Social transition means actively finding ways to live in the world as a Woman. It may become more difficult or simpler depending on other factors such as surgical or hormonal transition which can provide Trans Woman with a more socially acceptable Woman's body. And genetic luck as well as age of transition may also make a difference in that respect. Social transition does not have to mean uncritically accepting the programming of ones early socialization, but it does mean no longer denying the existence of such programming. Accepting the reality of such programming lets us examine it and maybe even grow beyond it. At the very least it ends the denial that keeps Trans Woman from experiencing an internal harmony associated with Temperance.

One type of Trans person often gets overlooked. Some of us have bodily discontinuities from our proprioceptive sense, but lack social discontinuities. In other words some people adapt completely to the gendered social role, but not to their own physical proprioceptive sense of having a differently sexed body. Present methods of dealing with Trans folk insist that they must socially transition in order to have access to physical transition. This strikes me as amazingly backwards. Why change something that actually works for the person in question? I see nothing wrong with correcting proprioceptive or hormonal discontinuities without making any sort of social transition if that meets individual needs. It does mean the individual will end up in a body which does not match that associated with their social role, but that happens to plenty of Trans folks who transition socially but not medically so unless the medical interventions exist solely to create traditional gender/body associations no real reason exists not to provide relief to individuals even if doing so creates an unconventional gender/body association.

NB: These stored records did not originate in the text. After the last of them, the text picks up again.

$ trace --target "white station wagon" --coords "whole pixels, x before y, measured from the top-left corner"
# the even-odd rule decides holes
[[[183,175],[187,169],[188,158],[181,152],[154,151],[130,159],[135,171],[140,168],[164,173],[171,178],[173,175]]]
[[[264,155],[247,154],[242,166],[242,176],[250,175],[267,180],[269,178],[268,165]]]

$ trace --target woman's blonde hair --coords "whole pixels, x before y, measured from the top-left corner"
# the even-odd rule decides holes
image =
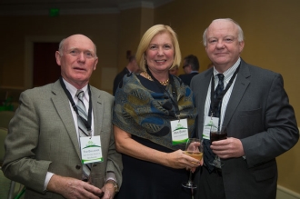
[[[137,50],[136,50],[136,62],[138,64],[138,66],[141,70],[146,71],[145,68],[145,51],[148,49],[149,44],[153,37],[155,37],[157,34],[162,33],[168,33],[171,36],[171,40],[174,45],[174,62],[172,64],[172,66],[169,69],[172,69],[175,65],[180,65],[181,62],[181,52],[179,48],[179,43],[177,40],[177,35],[175,32],[168,25],[155,25],[152,27],[150,27],[143,35],[140,44],[138,45]]]

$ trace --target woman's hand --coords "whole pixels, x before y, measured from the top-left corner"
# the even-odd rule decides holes
[[[198,161],[193,157],[188,156],[182,150],[177,150],[169,154],[166,154],[166,166],[175,168],[175,169],[182,169],[187,168],[191,170],[195,170],[199,165],[203,164],[203,160]]]

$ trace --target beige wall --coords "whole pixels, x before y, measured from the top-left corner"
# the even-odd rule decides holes
[[[81,33],[97,45],[98,68],[91,84],[102,88],[101,68],[121,71],[125,51],[135,53],[144,32],[154,24],[171,25],[178,35],[182,55],[194,54],[204,71],[209,64],[202,34],[215,18],[230,17],[242,26],[245,46],[242,57],[249,64],[283,75],[285,87],[300,121],[300,1],[298,0],[174,0],[155,8],[135,8],[119,14],[95,15],[1,16],[0,87],[25,87],[26,36],[58,36]],[[183,73],[180,68],[179,74]],[[113,87],[113,85],[112,85]],[[110,89],[106,89],[112,92]],[[300,144],[277,158],[278,184],[300,194]]]

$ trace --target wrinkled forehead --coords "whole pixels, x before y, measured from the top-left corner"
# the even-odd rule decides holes
[[[238,35],[238,29],[234,22],[219,19],[212,22],[207,28],[206,36],[216,36],[216,35]]]
[[[67,37],[64,48],[64,50],[82,49],[95,53],[94,43],[88,37],[80,35]]]

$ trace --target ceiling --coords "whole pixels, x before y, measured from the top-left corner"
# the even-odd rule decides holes
[[[118,13],[135,7],[155,8],[172,0],[0,0],[0,15],[60,15]]]

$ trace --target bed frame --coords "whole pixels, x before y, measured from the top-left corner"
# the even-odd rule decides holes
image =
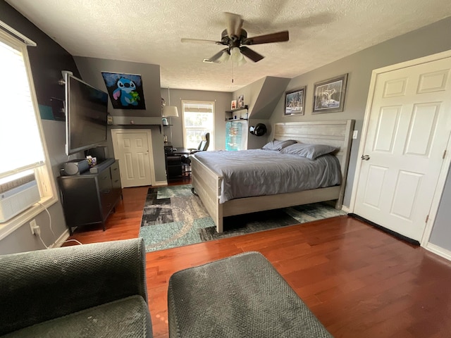
[[[337,200],[340,209],[345,194],[346,176],[351,150],[354,120],[276,123],[274,139],[295,139],[299,142],[328,144],[340,147],[334,153],[340,161],[342,184],[340,186],[304,190],[299,192],[257,196],[219,203],[223,177],[192,156],[192,184],[213,218],[218,232],[223,232],[223,218],[234,215]]]

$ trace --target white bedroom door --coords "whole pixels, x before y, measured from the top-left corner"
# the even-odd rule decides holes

I believe that someone who surgically alters her body through testosterone masectomy, or even phalloplasty, but who continues to live, identify, and deal with society as a Woman remains a Woman. And I believe that someone who alters his body through hormones, or vaginoplasty, but who continues to live, identify, and deal with society as a Man remains a Man. We can't reasonably guess how many people would choose such options because current accepted models of Trans don't even consider it. But I am aware that some people transition physically and socially and when they find more comfort with their bodies they re-transition socially and seem happier than when they started. Not having walked in their shoes I can't say why, but I can speculate that no reason I can see other than gender enforcement seems to exist for tying physical and social transition together.

I've focused more on the factors which can get brought into harmony by transition more than the harmony itself because that harmony resists my ability to fit it into words. Living entirely as oneself seems both the simplest and the most difficult thing in the world to me. I know it entirely eluded me before transition, but now it seems so amazingly simple.